As secretariat for the network, Campus Compact serves as a convener and as a disseminator of information and resources. See below for information about TRUCEN and its work, including links to two seminal reports and a new online toolkit.
Mobilizing Research Universities
In recent years, increasing numbers of colleges and universities have engaged in innovative efforts to engage their surrounding communities. Recognizing research universities’ potential to provide leadership in this effort, in the fall of 2005 Campus Compact and the Jonathan M. Tisch College of Citizenship and Public Service at Tufts University convened scholars from some of the many research universities that have undertaken ambitious community efforts to discuss how their institutions are promoting engagement on their campuses and in their communities.

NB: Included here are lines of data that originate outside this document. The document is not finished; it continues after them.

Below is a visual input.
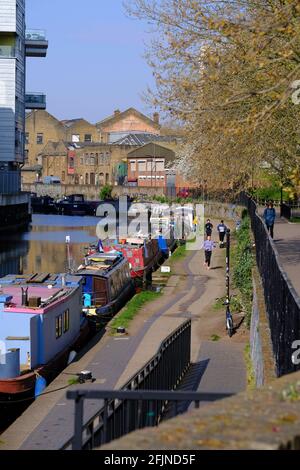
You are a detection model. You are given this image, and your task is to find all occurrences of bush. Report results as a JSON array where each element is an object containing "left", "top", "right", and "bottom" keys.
[
  {"left": 233, "top": 215, "right": 254, "bottom": 327},
  {"left": 100, "top": 184, "right": 113, "bottom": 200}
]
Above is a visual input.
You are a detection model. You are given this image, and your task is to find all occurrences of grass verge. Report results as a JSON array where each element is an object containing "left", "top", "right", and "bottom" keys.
[
  {"left": 244, "top": 343, "right": 256, "bottom": 390},
  {"left": 110, "top": 290, "right": 162, "bottom": 333},
  {"left": 232, "top": 213, "right": 254, "bottom": 328}
]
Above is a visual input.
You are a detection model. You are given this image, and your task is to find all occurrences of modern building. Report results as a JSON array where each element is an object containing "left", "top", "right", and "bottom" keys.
[{"left": 0, "top": 0, "right": 48, "bottom": 231}]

The group not only shared their ideas; they decided to take action by taking on a more visible leadership role in the civic engagement movement. As a first expression of that role, they developed a case statement that outlines why it is important for research universities to embrace and advance engaged scholarship as a central component of their activities and programs at every level — institutional, faculty, and student.
Landmark Resources: Reports and Models
The statement, endorsed by the entire group, argues that research universities’ exceptional faculty, students, financial resources, and research facilities position them to contribute to community change relatively quickly and in ways that will ensure deeper and longer-lasting commitment to civic engagement across higher education. The group’s rationale and recommendations are contained in its first report, New Times Demand New Scholarship: Research Universities and Civic Engagement — A Leadership Agenda, published by Tufts University in 2006.
In 2007 the group expanded, creating a research universities and civic engagement network, and convened for a second meeting at the University of California, Los Angeles, to further the conversation.
The network’s second report, New Times Demand New Scholarship II: Research Universities and Civic Engagement — Opportunities and Challenges, focuses on four critical areas: 1) engaged scholarship, 2) scholarship focused on civic and community engagement, 3) educating students for civic and community engagement, and 4) advancing civic engagement within and across research universities. This second report also includes models from a range of participating research universities.
In 2008 the group convened at the University of North Carolina, Chapel Hill, to focus on civic and community-engaged scholarship. At the meeting, the group agreed to organize itself formally as TRUCEN and open its membership to all Carnegie Foundation-defined “very high research institutions” that share its goals.
Meeting participants reviewed efforts to strengthen institutional rewards and incentives for engaged scholarship, to identify special challenges and opportunities presented by research universities, and to explore constructive steps to encourage engaged scholarship across research universities. The group also initiated design of a major online resource for advancing this work.
Developed by Timothy K. Stanton of Stanford University and Jeffrey P. Howard of the University of Michigan with assistance from a broad network of contributors, this online resource—The Research University Engaged Scholarship Toolkit—offers an annotated guide to the best information available on engaged scholarship, as well as models, exemplars, and original essays.
Ongoing TRUCEN meetings will continue to explore ways to advance civic and community engagement among research universities and other institutions of higher education and to generate additional models and resources to support this effort.